DY. 9_Blind Jealousy

9K 604 231
                                    


It's not love that is blind, It's jealousy.

"Dimas, laporan yang diminta Hendy udah kamu serahin?"

Peganganku di kotak berisi tumpukan deterjen Rinso kemasan 900gram yang kugotong bersama Firman terlepas, aku mengaduh karena satu tanganku tidak mampu menahan beratnya. Akhirnya, aku melepaskan sisi yang kupegang sekalian, untung di saat yang sama Firman juga melepaskan pegangannya, sehingga kotak terjatuh di lantai pada posisi sejajar.

"Mas Dimas nggak apa-apa?" tanya Firman, bersikap sopan sebagai junior.

Aku mengangguk, kemudian melambai kepada Fatoni supaya menggantikanku.

"Belum, Mbak," jawabku pada Mbak Laras. "Aku selesaiin habis nge-layout buat deterjen yang baru datang ini."

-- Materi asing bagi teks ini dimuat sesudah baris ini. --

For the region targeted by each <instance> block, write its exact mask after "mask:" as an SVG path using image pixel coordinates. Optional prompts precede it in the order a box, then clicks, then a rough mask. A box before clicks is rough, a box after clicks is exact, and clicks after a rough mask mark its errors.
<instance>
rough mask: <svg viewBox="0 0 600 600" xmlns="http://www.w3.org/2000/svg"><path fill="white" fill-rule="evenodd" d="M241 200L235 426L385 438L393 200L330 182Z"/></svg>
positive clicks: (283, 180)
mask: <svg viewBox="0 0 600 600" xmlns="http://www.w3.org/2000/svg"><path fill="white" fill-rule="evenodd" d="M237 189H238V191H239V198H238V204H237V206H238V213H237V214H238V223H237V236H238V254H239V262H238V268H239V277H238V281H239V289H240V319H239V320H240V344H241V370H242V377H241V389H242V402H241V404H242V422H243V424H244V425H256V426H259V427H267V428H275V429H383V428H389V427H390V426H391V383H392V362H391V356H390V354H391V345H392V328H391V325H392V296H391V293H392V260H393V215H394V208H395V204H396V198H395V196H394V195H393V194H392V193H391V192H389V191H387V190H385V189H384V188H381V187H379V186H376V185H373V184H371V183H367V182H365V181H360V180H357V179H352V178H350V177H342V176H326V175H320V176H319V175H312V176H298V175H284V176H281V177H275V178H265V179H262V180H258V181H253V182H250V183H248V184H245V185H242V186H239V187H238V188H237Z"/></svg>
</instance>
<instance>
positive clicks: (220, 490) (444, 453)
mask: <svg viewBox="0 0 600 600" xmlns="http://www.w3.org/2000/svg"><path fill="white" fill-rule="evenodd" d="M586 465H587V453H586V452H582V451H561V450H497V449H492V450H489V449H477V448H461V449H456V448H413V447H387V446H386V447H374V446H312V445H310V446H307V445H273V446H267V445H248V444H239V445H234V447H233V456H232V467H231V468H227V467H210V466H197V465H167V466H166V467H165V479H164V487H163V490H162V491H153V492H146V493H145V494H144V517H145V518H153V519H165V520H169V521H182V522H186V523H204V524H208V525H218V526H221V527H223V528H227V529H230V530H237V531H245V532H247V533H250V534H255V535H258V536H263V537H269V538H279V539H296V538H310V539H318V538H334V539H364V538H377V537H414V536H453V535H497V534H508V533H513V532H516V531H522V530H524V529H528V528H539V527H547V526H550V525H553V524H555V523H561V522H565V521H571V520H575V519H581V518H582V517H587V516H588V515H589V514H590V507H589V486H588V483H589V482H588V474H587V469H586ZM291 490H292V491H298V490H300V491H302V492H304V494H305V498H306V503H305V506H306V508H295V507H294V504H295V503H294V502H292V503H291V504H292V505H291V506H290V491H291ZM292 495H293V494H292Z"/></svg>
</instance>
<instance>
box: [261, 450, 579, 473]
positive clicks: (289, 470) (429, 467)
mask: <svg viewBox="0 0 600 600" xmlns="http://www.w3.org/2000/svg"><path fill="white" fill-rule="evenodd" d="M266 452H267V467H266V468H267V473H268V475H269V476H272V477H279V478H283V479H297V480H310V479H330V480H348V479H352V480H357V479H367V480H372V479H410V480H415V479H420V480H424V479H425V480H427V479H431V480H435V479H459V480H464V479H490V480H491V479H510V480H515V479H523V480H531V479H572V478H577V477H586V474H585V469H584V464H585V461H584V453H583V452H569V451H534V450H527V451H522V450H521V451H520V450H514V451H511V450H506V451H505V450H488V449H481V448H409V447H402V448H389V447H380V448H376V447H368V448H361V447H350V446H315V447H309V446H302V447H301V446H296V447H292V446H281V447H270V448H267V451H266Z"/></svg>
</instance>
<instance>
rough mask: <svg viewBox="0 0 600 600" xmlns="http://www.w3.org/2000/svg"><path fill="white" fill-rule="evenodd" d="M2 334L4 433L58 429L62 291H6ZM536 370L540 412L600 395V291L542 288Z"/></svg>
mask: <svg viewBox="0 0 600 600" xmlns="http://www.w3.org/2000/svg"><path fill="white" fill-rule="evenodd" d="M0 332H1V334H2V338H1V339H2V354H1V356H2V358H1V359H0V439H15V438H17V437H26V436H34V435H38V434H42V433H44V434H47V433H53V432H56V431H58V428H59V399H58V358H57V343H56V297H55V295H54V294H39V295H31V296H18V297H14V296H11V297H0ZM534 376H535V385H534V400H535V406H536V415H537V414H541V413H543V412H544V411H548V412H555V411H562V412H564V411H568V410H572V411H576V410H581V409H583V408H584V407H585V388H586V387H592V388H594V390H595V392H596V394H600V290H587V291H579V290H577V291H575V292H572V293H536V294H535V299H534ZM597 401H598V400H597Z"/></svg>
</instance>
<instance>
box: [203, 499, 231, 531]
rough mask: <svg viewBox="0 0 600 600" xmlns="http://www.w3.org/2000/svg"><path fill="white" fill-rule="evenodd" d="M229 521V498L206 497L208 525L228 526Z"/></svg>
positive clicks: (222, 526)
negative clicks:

"Biar diawasin Fatoni, Dim. Takutnya nanti Hendy datang, kamu belum siap. Dia lagi senewen akhir-akhir ini gara-gara dua cabang lain yang dia pegang masih belum BEP udah setahun lebih. Aku tungguin, ya? Tinggal kamu salin, kan?"

Kalau Mbak Laras sudah bilang begitu, aku tidak sanggup membantah. Dia adalah orang yang paling baik kepadaku, selalu berusaha ngelindungin aku, seperti adiknya sendiri. Setelah menjelaskan ala kadarnya kepada Fatoni, aku kembali ke belakang, duduk di depan komputer dan menyalin laporan. Mbak Laras juga langsung sibuk di depan layar komputer.

Pekerjaan ini sebenarnya sudah kuselesaikan dari kemarin, kusimpan dalam flashdisc, dan ceritanya mau aku periksa lagi semalam. Kalau semuanya nggak kacau gara-gara aku berantem lagi sama Yusuf, kerjaan ini udah nangkring gagah di meja Hendy dari tadi pagi. Tadi pagi aku bangun awal untuk mengulang lagi, tapi ini masih nyisa setengahnya. Nggak enak hati rasanya sama Mbak Laras, nggak biasanya aku menunda kerjaan kayak gini.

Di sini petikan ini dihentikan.